Tucatinib is a small molecule tyrosine kinase inhibitor indicated for HER2-positive breast cancer. This recently approved drug is primarily metabolized by cytochrome P450 (P450) 2C8 and CYP3A. Given the interindividual variability in the pharmacokinetics of some kinase inhibitors, the present study explored how variability in CYP2C8 and CYP3A activities and concentrations can influence variability in overall tucatinib metabolic clearance in vitro. Tucatinib depletion, P450 activities, and P450 concentrations were measured in human liver microsomes from 21 donors (males n = 11, females n = 10). CYP2C8 and CYP3A activities were quantitated by liquid chromatography-tandem mass spectrometry analysis using the following marker reactions: amodiaquine N-deethylation and midazolam 1'-hydroxylation, respectively. CYP2C8, CYP3A4, and CYP3A5 protein concentrations were measured using quantitative targeted absolute proteomics. The minimum clearance rate was 2.01 μL/mg/min, and the maximum clearance rate was 28.9 μL/mg/min, indicating a 14.3-fold variation in the apparent tucatinib clearance between donors. Tucatinib clearance was significantly correlated with both CYP2C8 and CYP3A enzyme activities and protein concentrations in this donor cohort (r = 0.781, r = 0.904, r = 0.907, and r = 0.882, respectively).

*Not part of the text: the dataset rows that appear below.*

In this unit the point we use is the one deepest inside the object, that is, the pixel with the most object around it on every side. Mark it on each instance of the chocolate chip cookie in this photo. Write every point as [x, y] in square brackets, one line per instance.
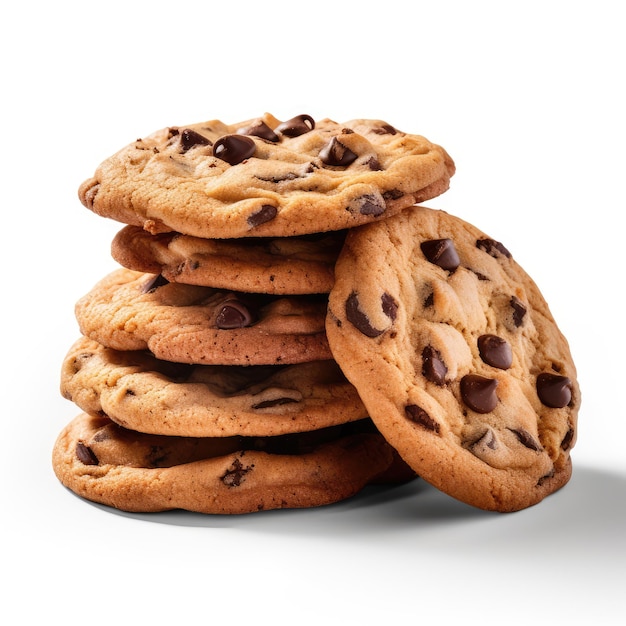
[267, 178]
[457, 358]
[145, 394]
[130, 310]
[106, 463]
[279, 265]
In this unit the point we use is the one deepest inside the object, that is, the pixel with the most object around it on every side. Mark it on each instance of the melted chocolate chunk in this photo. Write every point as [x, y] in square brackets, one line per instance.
[260, 129]
[335, 153]
[419, 416]
[360, 320]
[493, 248]
[495, 351]
[526, 438]
[234, 148]
[479, 393]
[233, 315]
[553, 390]
[296, 126]
[519, 310]
[190, 138]
[374, 164]
[235, 475]
[154, 283]
[433, 367]
[370, 205]
[265, 214]
[85, 454]
[441, 252]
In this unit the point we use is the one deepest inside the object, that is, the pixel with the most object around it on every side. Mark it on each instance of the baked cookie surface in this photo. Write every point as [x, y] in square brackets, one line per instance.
[264, 178]
[279, 265]
[144, 394]
[456, 357]
[129, 310]
[105, 463]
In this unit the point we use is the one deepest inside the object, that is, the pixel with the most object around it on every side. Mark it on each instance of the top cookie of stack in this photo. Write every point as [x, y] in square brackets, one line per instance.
[264, 178]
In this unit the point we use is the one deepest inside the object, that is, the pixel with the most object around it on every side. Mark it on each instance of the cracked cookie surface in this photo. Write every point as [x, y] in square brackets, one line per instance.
[457, 358]
[266, 178]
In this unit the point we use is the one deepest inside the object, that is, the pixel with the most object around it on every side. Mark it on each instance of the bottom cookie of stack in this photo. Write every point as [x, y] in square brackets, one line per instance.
[157, 435]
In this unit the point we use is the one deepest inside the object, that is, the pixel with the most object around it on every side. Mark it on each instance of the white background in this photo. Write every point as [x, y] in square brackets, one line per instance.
[527, 98]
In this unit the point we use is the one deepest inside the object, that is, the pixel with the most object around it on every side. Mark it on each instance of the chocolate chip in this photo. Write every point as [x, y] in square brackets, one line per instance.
[495, 351]
[154, 283]
[233, 315]
[418, 415]
[433, 367]
[526, 438]
[374, 164]
[360, 320]
[371, 205]
[567, 440]
[234, 148]
[265, 214]
[393, 194]
[85, 454]
[553, 390]
[488, 440]
[296, 126]
[493, 248]
[234, 476]
[260, 129]
[335, 153]
[266, 404]
[441, 252]
[385, 129]
[519, 310]
[190, 138]
[479, 393]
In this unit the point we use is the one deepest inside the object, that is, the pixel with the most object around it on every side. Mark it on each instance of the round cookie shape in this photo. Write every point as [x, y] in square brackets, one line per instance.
[279, 265]
[130, 310]
[457, 358]
[144, 394]
[264, 178]
[105, 463]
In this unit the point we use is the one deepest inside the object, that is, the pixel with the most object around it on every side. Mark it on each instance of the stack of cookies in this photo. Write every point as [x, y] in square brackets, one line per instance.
[288, 325]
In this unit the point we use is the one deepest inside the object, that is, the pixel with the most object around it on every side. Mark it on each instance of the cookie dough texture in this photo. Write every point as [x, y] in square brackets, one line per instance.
[144, 394]
[104, 463]
[266, 178]
[456, 357]
[129, 310]
[279, 265]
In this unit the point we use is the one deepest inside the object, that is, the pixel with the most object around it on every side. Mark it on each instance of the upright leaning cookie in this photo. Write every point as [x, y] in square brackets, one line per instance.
[264, 178]
[456, 357]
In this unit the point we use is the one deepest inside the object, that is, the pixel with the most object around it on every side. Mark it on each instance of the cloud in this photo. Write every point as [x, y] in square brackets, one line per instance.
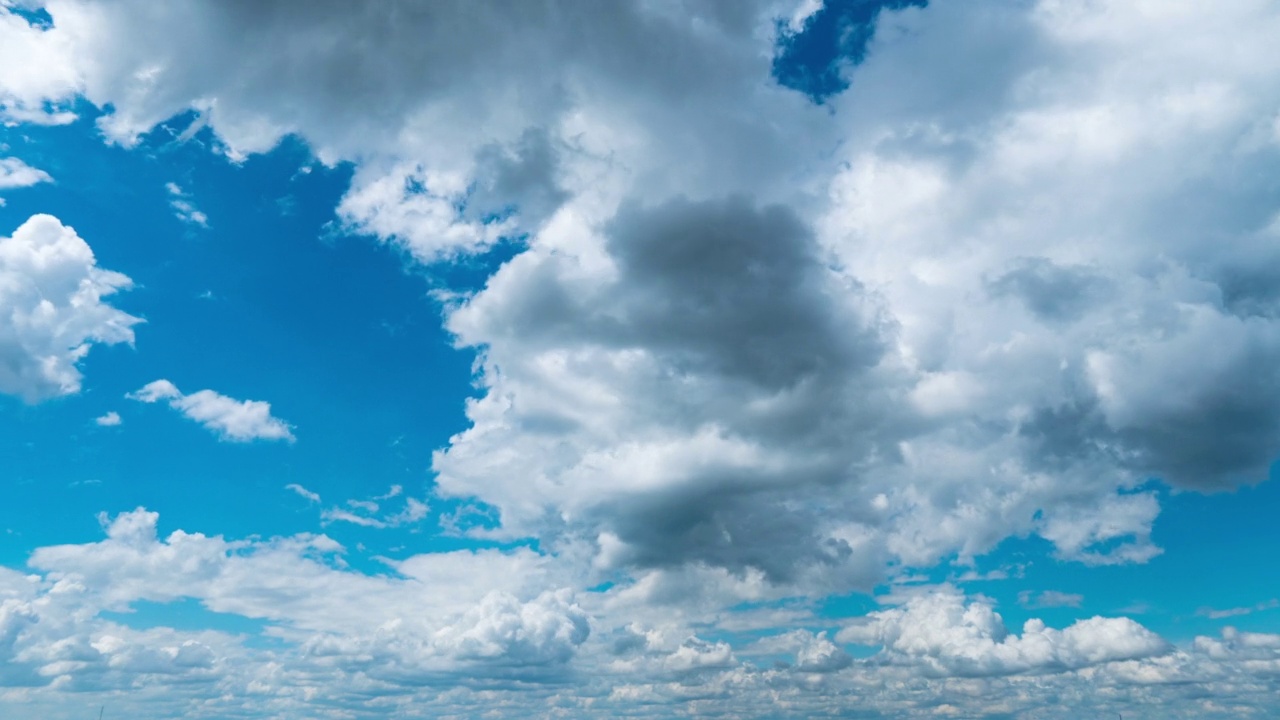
[1238, 611]
[945, 636]
[53, 294]
[368, 513]
[237, 420]
[749, 349]
[1014, 364]
[16, 173]
[1050, 598]
[478, 632]
[36, 67]
[304, 492]
[183, 208]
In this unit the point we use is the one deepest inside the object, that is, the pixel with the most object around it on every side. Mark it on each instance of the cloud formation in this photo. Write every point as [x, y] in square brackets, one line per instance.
[237, 420]
[51, 294]
[16, 173]
[749, 349]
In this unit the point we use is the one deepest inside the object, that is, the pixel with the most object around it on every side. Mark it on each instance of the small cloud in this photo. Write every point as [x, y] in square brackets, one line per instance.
[183, 208]
[1048, 598]
[304, 492]
[365, 513]
[237, 420]
[1237, 611]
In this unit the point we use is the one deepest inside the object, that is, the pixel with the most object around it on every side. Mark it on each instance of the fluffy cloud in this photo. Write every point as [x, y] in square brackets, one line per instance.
[722, 346]
[237, 420]
[752, 347]
[54, 311]
[946, 636]
[16, 173]
[183, 208]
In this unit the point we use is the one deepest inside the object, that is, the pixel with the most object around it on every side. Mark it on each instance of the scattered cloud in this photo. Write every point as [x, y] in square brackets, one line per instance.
[304, 492]
[945, 636]
[55, 310]
[1238, 611]
[1048, 598]
[16, 173]
[183, 208]
[237, 420]
[370, 513]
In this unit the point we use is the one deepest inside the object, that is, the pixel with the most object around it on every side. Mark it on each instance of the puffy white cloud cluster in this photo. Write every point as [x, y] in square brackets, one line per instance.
[237, 420]
[951, 637]
[53, 309]
[16, 173]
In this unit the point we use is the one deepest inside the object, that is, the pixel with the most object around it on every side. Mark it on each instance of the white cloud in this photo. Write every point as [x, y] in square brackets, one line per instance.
[16, 173]
[370, 514]
[183, 208]
[304, 492]
[53, 294]
[1050, 598]
[757, 349]
[238, 420]
[946, 636]
[36, 67]
[478, 632]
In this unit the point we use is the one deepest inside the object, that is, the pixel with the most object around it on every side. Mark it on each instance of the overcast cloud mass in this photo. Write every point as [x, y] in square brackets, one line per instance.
[826, 359]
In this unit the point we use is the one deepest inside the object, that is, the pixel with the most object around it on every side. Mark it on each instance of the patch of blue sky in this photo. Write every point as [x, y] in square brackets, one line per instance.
[835, 37]
[270, 301]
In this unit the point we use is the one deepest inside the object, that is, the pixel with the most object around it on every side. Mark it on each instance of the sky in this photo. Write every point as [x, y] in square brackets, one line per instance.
[639, 359]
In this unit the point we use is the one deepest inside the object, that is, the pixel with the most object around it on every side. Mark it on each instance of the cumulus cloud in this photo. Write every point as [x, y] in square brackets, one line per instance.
[54, 311]
[909, 351]
[472, 632]
[750, 347]
[237, 420]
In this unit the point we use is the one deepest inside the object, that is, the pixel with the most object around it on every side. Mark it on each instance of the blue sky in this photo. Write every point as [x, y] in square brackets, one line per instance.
[789, 359]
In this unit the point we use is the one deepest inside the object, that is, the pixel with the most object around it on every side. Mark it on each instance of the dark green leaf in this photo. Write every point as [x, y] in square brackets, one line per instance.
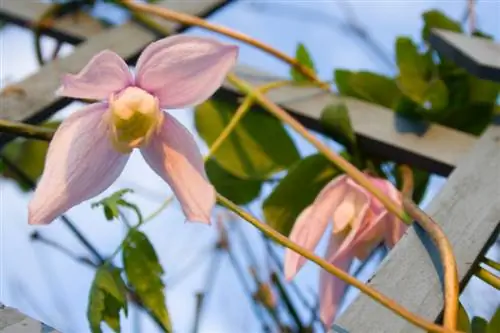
[28, 156]
[144, 273]
[111, 205]
[436, 19]
[409, 60]
[479, 325]
[463, 323]
[258, 147]
[494, 325]
[107, 298]
[335, 118]
[240, 191]
[297, 190]
[368, 86]
[304, 58]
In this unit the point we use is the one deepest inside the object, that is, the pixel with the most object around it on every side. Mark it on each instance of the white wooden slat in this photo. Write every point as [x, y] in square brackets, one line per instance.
[468, 210]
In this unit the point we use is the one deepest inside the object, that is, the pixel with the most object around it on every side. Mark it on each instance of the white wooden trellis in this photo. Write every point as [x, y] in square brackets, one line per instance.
[468, 207]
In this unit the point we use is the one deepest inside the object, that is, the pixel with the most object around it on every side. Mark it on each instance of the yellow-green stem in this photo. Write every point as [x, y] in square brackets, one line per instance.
[451, 288]
[350, 169]
[493, 264]
[377, 296]
[488, 277]
[196, 21]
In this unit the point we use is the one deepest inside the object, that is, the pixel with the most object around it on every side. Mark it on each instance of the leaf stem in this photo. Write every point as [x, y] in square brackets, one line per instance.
[488, 277]
[350, 169]
[451, 288]
[196, 21]
[493, 264]
[377, 296]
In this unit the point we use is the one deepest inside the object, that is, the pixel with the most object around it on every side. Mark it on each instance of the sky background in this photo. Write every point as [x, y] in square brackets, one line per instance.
[49, 286]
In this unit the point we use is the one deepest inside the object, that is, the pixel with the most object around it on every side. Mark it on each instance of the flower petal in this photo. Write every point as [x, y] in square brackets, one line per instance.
[331, 288]
[105, 74]
[172, 153]
[184, 71]
[80, 164]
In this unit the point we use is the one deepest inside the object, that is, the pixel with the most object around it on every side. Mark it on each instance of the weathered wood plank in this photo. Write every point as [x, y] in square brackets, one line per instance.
[439, 150]
[39, 101]
[481, 57]
[13, 321]
[468, 209]
[70, 28]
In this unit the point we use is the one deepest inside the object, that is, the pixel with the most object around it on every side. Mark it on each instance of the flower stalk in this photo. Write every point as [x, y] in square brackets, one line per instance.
[451, 288]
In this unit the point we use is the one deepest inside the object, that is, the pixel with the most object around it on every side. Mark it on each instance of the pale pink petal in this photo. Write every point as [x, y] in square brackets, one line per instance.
[80, 164]
[331, 288]
[183, 70]
[105, 74]
[312, 222]
[172, 153]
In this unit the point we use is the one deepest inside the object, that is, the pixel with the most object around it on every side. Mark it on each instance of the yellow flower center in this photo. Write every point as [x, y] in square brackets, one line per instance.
[134, 117]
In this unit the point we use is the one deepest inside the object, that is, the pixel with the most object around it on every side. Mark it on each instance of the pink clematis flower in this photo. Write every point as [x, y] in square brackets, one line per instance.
[91, 147]
[360, 223]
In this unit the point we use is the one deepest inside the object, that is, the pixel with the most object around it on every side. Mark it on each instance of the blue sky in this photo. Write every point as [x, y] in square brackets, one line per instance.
[47, 285]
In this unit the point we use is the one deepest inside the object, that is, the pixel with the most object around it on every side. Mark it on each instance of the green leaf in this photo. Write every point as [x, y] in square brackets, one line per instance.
[494, 324]
[111, 205]
[144, 272]
[409, 60]
[28, 156]
[335, 118]
[479, 325]
[304, 58]
[108, 295]
[463, 323]
[296, 191]
[240, 191]
[368, 86]
[436, 19]
[258, 147]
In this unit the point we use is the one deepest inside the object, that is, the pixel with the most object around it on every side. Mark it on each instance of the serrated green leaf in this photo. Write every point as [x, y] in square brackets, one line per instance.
[463, 322]
[107, 298]
[410, 61]
[479, 325]
[258, 147]
[437, 19]
[296, 191]
[28, 156]
[335, 118]
[304, 58]
[111, 205]
[494, 324]
[421, 180]
[143, 271]
[240, 191]
[371, 87]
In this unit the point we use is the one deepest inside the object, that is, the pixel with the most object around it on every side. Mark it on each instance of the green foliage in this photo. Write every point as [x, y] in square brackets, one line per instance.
[304, 58]
[111, 205]
[463, 323]
[28, 156]
[258, 146]
[144, 273]
[297, 190]
[240, 191]
[438, 20]
[428, 88]
[494, 325]
[371, 87]
[108, 296]
[335, 118]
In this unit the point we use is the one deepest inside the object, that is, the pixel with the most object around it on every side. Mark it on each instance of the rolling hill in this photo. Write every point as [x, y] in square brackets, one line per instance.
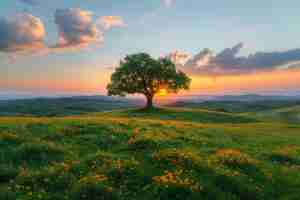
[170, 153]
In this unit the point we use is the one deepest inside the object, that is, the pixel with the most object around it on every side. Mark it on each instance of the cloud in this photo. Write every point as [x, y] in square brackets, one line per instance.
[30, 2]
[21, 33]
[76, 28]
[108, 22]
[168, 3]
[178, 57]
[228, 61]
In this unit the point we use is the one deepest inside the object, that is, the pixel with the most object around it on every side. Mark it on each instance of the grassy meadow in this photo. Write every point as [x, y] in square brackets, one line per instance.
[168, 153]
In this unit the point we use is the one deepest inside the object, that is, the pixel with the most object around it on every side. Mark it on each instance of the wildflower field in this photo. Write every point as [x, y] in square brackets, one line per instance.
[162, 154]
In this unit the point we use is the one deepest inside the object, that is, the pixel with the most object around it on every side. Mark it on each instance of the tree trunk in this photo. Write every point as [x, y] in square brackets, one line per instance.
[149, 102]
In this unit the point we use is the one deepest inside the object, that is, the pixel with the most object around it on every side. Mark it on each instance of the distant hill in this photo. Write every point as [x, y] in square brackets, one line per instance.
[240, 104]
[64, 105]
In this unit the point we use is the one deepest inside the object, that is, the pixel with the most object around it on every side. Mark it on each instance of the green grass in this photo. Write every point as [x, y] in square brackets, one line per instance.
[158, 154]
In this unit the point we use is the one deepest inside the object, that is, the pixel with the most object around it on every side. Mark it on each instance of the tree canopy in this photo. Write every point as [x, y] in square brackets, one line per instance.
[142, 74]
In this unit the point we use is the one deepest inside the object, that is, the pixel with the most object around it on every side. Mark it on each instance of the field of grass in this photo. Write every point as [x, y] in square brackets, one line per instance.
[160, 154]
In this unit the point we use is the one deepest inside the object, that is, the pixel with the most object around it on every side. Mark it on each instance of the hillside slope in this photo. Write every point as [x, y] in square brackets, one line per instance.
[164, 154]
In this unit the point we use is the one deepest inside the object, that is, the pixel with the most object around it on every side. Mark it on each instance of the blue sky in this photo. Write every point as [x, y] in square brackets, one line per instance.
[151, 26]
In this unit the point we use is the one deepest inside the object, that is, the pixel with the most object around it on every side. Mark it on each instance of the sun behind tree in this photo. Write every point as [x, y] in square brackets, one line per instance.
[142, 74]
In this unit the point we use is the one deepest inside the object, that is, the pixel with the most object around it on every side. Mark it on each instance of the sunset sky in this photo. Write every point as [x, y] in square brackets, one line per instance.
[226, 46]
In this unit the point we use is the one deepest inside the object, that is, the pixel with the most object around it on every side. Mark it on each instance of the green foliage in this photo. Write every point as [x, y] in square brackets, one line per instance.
[155, 154]
[141, 74]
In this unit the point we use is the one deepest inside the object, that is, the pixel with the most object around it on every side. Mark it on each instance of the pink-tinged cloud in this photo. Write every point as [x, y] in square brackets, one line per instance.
[76, 28]
[227, 62]
[22, 33]
[108, 22]
[178, 57]
[168, 3]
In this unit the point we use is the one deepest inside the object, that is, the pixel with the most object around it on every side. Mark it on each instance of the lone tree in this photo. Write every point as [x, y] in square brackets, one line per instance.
[141, 74]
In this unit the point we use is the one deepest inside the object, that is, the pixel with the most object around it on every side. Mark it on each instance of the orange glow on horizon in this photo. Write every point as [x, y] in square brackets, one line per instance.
[92, 82]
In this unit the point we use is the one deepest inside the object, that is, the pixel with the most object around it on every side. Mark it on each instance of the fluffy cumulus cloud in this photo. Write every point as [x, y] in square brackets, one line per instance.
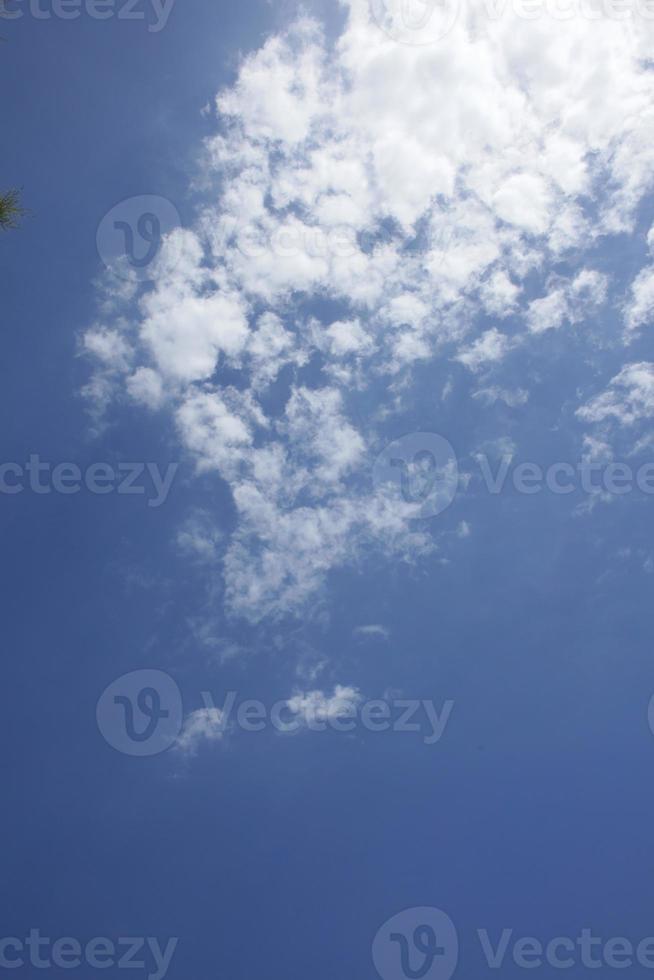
[313, 708]
[378, 205]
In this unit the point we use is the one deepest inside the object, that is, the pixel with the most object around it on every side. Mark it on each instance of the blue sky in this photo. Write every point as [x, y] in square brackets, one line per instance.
[386, 232]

A multiple linear regression model was developed to determine the most significant parameters influencing tucatinib clearance. Overall, we found that CYP2C8 and CYP3A activities were significant predictors of tucatinib apparent clearance in human liver microsomes from individual donors. Proteomics data are available with identifier PXD057282 via ProteomeXchange. SIGNIFICANCE STATEMENT: The results from this study demonstrate a strong relationship between CYP2C8 and CYP3A phenotypes and interindividual variability in tucatinib metabolism. By elucidating how variability in CYP2C8 and CYP3A phenotypes influence tucatinib pharmacokinetics, this study has the potential to provide the framework for future studies that could inform dosing to minimize adverse events and improve therapeutic outcomes. Ultimately, understanding how individual cytochrome P450 phenotypes influence the clearance of cancer therapeutics will aid in the development of tailored regimens for diverse patient populations.